矢沢永吉さんのバックをかためたドゥービー・ブラザーズ組は、異文化の背景を持つ観衆に向けてロックンロールを演ることを愉しんでいたのかもしれません。
ビジネス(売上、動員)を第一に考えたら、例えば、『ウェストコーストロック』とか『サザンロック』といった枠(カテゴリ)に自らのストライクゾーンを設定して、ギリギリを使ったりど真ん中(リード曲)投げたりしながら、ゾーンでビジネスした方が賢そうです。
でも、ドゥービー・ブラザーズは、ストライクを待っているバッターに対し、大暴投を投げるみたいな音楽性の歴史です。
ドゥービー・ブラザーズというバンドは、考えること、計算することを超越し、感じることによって音楽を創作しているから、いろいろな顔を持ちながら、同じバンドとして続けられたのではないかと。
〇っぱとハーレーにまたがった自由で反権威的なバイカーのノリ(?)によって、社会的だったり人種的だったりの社会規範やタブーに縛られない自由を手に入れるのがドゥ―ビー・ブラザーズの音楽なのかもしれません。
そういうややこしい手続き抜きで、(海外から見れば)異形のコスプレをして、楽器を持って、おまじない一発で、西欧社会の社会規範やタブーだったり人種的な問題から、「フリー」になれるなら、BAND-MAIDのロックンロールは外人さんから見ても、なかなかカッコいいんじゃないかと思います。
【音源で振り返るドゥービー・ブラザーズ】 (『 』)は楽曲収録オリジナルアルバム、数字は発表年。
◇「Listen To The Music」(『Toulouse Street』1972)
https://www.youtube.com/watch?v=-07Bv3mRO7o
◇「Long Train Runnin'」 (『The Captain And Me』1973)
https://www.youtube.com/watch?v=CVsLEI-hCXw
◇「China Grove」(『The Captain And Me』1973)
https://www.youtube.com/watch?v=RX7iHsAIw9o
◇「You Belong To Me」 (『Livin' On The Fault Line』1977)

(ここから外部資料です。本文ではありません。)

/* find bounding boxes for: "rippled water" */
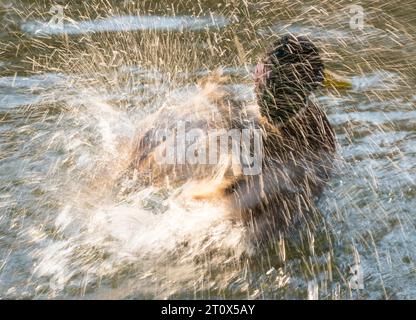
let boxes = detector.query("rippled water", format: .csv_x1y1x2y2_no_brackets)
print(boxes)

日本のポピュラー音楽(ニューミュージック、シティポップ・AOR、アイドル歌謡等)がマイケル・マクドナルドの巨大な影響を受け入れたステップには第一波、第二派、第三派のような段階がありそうですが、第一波はカーリー・サイモン/マイケル・マクドナルド作ドゥービー・ブラザーズ「ユー・ビロング・トゥ・ミ―」を参照元として、歌謡曲の偉大な作曲家筒美京平さんが大橋純子さんの「たそがれマイ・ラブ」(1978)を書き、大ヒット(オリコン2位)させ、”ドゥービー・ブラザーズ/マイケル・マクドナルドサウンドをベースにした歌謡曲・ニューミュージック”という楽曲スタイルを確立したことでしょう。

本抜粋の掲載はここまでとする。